33 Peserta Pelatihan Pupuk Organik Perdalam Praktik Lapangan di PT Menteng Kencana Mas

Pelatihan Pupuk Organik Perdalam Praktik Lapangan di PT Menteng Kencana Mas. (Foto : BBPP Binuang)

Sebanyak 33 peserta Pelatihan Pembuatan dan Aplikasi Pupuk Organik Tahun 2026 mengikuti kegiatan kunjungan lapangan ke PT Menteng Kencana Mas di Kabupaten Pulang Pisau, Provinsi Kalimantan Tengah, Rabu (12/8/2026).

PULANG PISAU, koranbanjar.com – Kegiatan tersebut merupakan bagian dari rangkaian Pelatihan Pembuatan dan Aplikasi Pupuk Organik yang dilaksanakan Kementerian Pertanian melalui Balai Besar Pelatihan Pertanian (BBPP) Binuang sebagai UPT pelatihan di bawah Badan Penyuluhan dan Pengembangan Sumber Daya Manusia Pertanian (BPPSDMP), dengan dukungan dan kerja sama Badan Pengelola Dana Perkebunan (BPDP).
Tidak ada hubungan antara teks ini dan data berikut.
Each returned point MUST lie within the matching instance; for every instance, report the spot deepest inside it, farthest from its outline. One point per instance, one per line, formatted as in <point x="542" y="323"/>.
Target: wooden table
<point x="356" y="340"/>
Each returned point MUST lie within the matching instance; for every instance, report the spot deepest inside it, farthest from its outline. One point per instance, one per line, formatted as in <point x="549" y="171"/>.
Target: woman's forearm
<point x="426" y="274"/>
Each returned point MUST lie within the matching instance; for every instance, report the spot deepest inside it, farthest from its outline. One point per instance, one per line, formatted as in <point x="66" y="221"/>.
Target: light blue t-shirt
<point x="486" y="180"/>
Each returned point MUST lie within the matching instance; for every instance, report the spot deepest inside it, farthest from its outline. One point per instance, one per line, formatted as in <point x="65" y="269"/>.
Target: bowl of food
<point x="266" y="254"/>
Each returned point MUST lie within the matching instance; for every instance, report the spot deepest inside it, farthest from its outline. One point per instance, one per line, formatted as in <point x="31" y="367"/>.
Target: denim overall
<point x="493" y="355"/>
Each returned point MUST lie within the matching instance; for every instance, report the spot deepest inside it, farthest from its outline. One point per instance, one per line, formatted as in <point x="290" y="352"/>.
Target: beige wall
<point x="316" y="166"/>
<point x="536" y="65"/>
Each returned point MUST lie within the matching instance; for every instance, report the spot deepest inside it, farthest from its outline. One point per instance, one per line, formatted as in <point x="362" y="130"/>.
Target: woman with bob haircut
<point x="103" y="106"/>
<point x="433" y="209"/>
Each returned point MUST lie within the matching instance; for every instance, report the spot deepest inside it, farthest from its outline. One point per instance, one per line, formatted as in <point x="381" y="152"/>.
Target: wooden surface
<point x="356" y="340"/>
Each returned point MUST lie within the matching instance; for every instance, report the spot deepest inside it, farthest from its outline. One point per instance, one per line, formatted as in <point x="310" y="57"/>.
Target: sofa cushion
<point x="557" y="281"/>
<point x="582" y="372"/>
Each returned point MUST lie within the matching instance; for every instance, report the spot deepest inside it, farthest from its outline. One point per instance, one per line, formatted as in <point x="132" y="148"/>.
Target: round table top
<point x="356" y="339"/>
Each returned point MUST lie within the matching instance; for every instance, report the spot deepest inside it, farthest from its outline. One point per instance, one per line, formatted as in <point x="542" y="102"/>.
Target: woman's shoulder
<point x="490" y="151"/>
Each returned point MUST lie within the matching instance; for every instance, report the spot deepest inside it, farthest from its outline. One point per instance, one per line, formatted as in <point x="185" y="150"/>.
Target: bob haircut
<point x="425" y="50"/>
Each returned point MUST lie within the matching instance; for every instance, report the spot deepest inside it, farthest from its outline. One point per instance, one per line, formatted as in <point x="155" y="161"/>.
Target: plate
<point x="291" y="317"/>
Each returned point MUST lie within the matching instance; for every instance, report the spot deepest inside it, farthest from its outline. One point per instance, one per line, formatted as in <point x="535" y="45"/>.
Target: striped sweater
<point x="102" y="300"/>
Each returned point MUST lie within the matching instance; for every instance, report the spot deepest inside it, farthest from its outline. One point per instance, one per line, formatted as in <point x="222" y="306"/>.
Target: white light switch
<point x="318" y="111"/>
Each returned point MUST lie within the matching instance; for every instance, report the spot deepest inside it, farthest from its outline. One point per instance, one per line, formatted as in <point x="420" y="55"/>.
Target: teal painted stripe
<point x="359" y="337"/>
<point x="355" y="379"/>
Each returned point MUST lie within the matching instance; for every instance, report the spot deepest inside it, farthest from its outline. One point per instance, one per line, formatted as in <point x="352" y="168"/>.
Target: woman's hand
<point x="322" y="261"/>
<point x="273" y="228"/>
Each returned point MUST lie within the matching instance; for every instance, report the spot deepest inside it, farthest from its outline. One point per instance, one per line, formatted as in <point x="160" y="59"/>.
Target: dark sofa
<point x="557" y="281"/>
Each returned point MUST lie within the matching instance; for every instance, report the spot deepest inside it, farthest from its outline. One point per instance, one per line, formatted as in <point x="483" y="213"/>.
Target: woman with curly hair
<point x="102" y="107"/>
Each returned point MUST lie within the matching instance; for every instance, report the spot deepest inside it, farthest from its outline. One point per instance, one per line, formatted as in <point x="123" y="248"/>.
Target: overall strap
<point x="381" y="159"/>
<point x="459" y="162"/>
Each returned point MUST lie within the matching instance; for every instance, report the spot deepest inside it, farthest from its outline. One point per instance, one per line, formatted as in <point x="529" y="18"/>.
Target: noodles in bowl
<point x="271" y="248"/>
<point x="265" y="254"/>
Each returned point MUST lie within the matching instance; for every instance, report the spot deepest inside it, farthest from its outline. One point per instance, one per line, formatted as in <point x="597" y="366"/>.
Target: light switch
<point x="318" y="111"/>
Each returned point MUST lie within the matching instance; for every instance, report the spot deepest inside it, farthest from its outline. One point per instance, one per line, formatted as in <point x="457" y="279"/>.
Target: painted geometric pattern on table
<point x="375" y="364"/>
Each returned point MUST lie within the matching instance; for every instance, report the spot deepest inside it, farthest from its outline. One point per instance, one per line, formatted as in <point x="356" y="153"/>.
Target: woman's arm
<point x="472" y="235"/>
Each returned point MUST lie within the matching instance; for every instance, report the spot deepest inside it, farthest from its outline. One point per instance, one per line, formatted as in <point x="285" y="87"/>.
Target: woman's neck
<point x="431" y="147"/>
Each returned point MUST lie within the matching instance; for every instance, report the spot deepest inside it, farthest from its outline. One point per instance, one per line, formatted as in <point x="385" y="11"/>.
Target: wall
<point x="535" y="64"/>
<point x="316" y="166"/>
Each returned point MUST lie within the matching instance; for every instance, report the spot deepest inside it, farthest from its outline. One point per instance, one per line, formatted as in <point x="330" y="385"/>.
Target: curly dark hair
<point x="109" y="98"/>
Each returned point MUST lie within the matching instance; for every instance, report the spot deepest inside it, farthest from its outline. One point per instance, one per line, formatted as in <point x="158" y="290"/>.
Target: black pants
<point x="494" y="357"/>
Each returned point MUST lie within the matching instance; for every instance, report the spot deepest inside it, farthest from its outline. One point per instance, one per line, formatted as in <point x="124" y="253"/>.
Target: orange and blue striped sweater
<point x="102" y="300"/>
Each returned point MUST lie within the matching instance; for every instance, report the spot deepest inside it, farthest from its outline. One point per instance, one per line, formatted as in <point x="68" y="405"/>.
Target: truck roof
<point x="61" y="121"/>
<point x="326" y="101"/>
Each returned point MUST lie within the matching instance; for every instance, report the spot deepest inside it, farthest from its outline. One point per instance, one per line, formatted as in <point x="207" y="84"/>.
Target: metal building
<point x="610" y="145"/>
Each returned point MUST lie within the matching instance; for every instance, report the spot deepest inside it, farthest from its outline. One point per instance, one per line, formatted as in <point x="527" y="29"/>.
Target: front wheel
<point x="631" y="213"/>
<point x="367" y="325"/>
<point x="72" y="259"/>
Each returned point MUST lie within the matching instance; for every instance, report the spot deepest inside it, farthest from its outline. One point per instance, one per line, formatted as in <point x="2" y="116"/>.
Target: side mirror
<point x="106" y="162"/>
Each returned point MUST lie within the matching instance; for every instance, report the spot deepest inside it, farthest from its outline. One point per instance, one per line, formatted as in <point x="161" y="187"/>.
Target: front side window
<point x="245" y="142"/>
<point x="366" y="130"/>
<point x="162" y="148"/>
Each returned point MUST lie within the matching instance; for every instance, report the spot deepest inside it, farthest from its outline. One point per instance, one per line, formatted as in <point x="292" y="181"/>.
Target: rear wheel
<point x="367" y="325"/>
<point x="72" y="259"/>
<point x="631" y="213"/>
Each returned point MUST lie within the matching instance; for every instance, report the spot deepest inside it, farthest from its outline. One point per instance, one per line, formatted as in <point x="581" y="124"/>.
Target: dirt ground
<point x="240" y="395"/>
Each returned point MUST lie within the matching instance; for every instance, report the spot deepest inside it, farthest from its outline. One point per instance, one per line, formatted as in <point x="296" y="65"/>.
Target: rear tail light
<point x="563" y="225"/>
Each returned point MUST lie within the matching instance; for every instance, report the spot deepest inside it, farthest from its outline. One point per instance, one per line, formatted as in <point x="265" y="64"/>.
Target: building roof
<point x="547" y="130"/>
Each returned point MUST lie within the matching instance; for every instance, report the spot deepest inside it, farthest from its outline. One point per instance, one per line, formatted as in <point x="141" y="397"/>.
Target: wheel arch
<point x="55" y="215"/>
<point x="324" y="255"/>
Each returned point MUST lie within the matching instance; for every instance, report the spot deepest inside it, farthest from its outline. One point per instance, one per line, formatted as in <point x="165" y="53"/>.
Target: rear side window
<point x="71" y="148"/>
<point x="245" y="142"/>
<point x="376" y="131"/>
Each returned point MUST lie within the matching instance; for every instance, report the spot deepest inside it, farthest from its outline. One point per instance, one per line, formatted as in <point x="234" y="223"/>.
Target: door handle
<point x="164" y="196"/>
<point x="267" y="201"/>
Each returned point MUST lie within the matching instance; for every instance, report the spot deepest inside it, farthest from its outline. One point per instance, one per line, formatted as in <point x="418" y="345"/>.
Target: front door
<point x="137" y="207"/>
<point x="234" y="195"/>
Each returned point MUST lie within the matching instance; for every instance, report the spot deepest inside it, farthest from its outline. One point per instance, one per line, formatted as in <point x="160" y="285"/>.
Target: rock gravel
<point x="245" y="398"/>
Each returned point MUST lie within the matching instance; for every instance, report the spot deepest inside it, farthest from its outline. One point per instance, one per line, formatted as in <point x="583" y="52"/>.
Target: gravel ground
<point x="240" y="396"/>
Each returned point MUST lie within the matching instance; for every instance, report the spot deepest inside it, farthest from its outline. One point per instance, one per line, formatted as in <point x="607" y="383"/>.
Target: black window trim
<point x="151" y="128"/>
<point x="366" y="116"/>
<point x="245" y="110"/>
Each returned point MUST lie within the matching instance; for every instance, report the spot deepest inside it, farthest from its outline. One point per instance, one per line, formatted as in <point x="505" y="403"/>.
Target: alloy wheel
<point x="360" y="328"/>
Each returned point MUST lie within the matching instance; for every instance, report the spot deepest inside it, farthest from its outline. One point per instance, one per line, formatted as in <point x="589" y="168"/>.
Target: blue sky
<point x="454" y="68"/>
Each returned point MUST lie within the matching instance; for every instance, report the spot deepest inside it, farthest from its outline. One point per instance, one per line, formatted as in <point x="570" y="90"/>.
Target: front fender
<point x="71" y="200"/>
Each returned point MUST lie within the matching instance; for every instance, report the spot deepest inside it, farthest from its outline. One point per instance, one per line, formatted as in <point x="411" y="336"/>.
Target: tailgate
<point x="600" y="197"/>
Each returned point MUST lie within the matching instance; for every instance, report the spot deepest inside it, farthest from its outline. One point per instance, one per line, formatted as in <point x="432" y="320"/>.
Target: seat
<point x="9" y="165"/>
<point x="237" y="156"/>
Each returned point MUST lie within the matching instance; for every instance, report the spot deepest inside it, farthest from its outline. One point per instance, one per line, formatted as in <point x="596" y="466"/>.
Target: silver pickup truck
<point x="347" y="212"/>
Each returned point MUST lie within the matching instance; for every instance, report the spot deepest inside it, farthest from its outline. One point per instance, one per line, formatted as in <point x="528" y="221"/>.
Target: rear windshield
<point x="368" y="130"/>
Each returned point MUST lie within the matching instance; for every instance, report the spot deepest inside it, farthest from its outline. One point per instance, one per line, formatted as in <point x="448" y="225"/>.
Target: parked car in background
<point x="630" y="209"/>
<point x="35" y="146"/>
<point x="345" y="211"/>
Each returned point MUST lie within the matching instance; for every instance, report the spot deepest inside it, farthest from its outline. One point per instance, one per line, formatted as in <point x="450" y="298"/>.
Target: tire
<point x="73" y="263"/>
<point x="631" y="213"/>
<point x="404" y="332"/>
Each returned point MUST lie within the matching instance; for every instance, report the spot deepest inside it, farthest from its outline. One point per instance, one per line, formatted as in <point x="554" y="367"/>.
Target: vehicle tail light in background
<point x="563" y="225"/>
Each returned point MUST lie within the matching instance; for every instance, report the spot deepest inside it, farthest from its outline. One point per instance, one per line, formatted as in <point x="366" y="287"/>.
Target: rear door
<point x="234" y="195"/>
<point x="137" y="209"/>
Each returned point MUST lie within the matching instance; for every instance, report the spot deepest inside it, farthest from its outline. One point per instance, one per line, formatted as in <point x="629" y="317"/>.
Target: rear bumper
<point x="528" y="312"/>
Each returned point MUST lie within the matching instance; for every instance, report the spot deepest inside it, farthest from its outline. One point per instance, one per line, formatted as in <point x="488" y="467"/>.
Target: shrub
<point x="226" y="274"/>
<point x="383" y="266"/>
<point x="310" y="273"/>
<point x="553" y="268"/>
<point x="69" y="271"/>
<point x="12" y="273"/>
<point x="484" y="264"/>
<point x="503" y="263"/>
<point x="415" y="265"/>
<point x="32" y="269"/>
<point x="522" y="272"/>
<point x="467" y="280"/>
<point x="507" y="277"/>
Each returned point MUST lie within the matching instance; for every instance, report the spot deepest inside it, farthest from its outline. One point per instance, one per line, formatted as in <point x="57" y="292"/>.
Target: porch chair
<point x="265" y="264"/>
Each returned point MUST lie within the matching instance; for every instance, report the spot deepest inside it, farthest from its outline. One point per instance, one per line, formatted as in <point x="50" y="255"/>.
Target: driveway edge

Kunjungan lapangan dilaksanakan sebagai upaya memperkuat pembelajaran peserta melalui pengalaman langsung di lapangan. Setelah mendapatkan berbagai materi teknis selama pembelajaran di kelas, para peserta berkesempatan melihat secara langsung penerapan teknologi pengolahan limbah perkebunan serta aplikasi pupuk organik secara profesional.

Selama berada di PT Menteng Kencana Mas, peserta mempelajari berbagai aspek teknis pemanfaatan bahan organik dan limbah sawit sesuai standar industri. Para peserta mempraktikkan secara langsung tahapan teknis yang terdiri dari identifikasi bahan pupuk organik, pembuatan decomposer, pembuatan pupuk organik padat, hingga pembuatan pupuk organik cair.

Pada kesempatan tersebut, pemaparan materi disajikan oleh Rio Dwi Pernando mewakili pimpinan PT Menteng Kencana Mas bersama tim Sulung Research Station (SRS)—divisi riset dan pengembangan agronomis PT Sawit Sumbermas Sarana Tbk (SSMS) selaku induk perusahaan. Saat pemaparan materi berlangsung, peserta diperlihatkan secara langsung spesimen vegetatif dan generatif tanaman, meliputi bunga jantan fase anthesis, bunga betina fase reseptif, Tandan Buah Segar (TBS), hingga janjang kosong sebagai bahan baku baku pupuk organik.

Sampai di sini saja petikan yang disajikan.